Facebook is demoting trashy news publishers and other websites that illicitly scrape and republish content from other sources with little or no modification. Today it exclusively told TechCrunch that it will show links less prominently in the News Feed if they have a combination of this new signal about content authenticity along with either clickbait headlines orlanding pages overflowing with low-quality ads. The move comes after Facebook’s surveys and in-person interviews with discovered that users hate scraped content.
If illgotten intellectual property gets less News Feed distribution, it will receive less referral traffic, earn less ad revenue, and the there’ll be less incentive for crooks to steal articles, photos, and videos in the first place. That could create an umbrella effect that improves content authenticity across the web.

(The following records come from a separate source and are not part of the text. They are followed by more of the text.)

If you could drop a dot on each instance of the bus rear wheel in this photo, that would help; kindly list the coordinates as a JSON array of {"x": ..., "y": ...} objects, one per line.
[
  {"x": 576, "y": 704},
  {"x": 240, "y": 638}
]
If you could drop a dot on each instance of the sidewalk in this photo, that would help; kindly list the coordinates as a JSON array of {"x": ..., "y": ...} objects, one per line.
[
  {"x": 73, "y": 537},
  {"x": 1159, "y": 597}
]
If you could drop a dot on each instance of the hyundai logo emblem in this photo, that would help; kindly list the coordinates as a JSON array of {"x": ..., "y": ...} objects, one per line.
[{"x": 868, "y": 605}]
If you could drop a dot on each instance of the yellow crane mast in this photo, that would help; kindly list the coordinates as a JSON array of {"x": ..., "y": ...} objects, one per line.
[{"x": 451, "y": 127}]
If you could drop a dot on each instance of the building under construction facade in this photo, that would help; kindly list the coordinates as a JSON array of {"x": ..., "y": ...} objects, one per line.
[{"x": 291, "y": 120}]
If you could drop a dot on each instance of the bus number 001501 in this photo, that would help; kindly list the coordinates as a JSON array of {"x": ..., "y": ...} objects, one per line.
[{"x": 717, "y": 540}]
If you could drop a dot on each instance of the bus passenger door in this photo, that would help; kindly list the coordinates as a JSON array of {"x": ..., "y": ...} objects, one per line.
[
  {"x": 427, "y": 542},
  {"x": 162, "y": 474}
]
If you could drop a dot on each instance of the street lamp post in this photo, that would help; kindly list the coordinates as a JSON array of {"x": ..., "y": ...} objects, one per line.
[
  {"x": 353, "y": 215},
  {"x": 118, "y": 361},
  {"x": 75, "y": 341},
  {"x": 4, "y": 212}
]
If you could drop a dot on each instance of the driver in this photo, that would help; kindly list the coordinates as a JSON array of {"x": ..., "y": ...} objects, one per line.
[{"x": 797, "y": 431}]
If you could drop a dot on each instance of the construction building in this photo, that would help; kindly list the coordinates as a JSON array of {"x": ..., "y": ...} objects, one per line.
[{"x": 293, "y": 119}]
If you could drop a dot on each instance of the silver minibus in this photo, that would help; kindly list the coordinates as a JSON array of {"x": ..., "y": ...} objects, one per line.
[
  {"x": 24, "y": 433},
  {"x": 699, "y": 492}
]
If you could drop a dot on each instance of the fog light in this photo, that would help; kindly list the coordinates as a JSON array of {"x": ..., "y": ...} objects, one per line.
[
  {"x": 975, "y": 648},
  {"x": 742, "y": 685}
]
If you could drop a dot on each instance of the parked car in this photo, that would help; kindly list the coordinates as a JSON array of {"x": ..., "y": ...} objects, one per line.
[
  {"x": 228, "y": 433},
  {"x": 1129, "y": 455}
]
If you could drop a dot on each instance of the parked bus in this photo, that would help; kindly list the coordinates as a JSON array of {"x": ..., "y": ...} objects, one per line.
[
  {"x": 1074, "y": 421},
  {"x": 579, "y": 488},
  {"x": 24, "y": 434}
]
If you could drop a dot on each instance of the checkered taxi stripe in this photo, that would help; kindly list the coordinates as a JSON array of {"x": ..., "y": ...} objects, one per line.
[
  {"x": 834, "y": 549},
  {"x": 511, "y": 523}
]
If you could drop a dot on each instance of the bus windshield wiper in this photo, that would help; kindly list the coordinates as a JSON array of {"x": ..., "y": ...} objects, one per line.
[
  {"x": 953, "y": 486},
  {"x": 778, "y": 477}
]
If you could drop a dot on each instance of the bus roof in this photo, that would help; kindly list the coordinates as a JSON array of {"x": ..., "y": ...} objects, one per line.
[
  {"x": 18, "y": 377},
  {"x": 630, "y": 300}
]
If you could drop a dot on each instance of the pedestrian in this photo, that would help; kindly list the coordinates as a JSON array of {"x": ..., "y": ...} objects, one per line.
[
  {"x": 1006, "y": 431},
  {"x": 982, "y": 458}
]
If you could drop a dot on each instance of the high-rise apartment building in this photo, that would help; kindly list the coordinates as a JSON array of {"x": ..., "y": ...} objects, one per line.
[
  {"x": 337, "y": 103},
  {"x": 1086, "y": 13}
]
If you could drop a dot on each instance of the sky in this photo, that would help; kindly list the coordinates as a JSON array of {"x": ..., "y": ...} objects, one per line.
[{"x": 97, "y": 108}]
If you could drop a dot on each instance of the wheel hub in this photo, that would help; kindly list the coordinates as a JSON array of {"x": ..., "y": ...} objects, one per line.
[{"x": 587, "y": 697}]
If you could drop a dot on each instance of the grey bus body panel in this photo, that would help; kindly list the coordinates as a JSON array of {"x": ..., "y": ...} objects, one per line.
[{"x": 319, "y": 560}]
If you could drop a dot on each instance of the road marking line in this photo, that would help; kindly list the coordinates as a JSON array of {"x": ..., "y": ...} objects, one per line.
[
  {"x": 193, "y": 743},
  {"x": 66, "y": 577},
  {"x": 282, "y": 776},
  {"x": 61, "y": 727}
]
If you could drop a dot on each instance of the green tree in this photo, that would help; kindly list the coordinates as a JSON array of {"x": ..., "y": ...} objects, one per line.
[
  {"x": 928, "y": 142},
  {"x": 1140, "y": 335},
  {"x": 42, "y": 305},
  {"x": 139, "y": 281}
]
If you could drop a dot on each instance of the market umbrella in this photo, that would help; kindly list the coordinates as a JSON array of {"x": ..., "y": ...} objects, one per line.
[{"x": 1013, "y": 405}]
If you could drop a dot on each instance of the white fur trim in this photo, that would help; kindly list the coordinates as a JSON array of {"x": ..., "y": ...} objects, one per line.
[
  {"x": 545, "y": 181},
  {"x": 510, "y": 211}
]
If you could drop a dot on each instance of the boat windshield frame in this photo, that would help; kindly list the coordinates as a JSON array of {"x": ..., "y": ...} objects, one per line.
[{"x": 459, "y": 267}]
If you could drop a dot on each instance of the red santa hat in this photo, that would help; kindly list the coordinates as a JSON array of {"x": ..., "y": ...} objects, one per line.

And just in case the scraped profile data stolen from 29 million users in Facebook’s recent massive security breach ended up published online, Facebook would already have a policy in place to make links to it effectively disappear from the feed.
Here’s an example of the type of site that might be demoted by Facebook’s latest News Feed change. “Latet Nigerian News” scraped one of my recent TechCrunch articles, and surrounded it by tons of ads.
“Starting today, we’re rolling out an update so people see fewer posts that ink out to low quality sites that predominantly copy and republish content from other sites without providing unique value. We are adjusting our Publish Guidelines accordingly” Facebook wrote in an addendum to its May 2017 post about demoting sites stuffed with crappy ads. Facebook tells me the new publisher guidelines will warn news outlets to add original content or value to reposted content or invoke the social network’s wrath.
Personally, I think the importance of transparency around these topics warrants a new blog post from Facebook as well as an update to the original post linking forward to it.
So how does Facebook determine if content is stolen? It’s systems compare the main text content of a page with all other text content to find potential matches. The degree of matching is used to predict that a site stole its content. It then uses a combined classifier merging this prediction with how clickbaity a site’s headlines are plus the quality and quantity of ads on the site.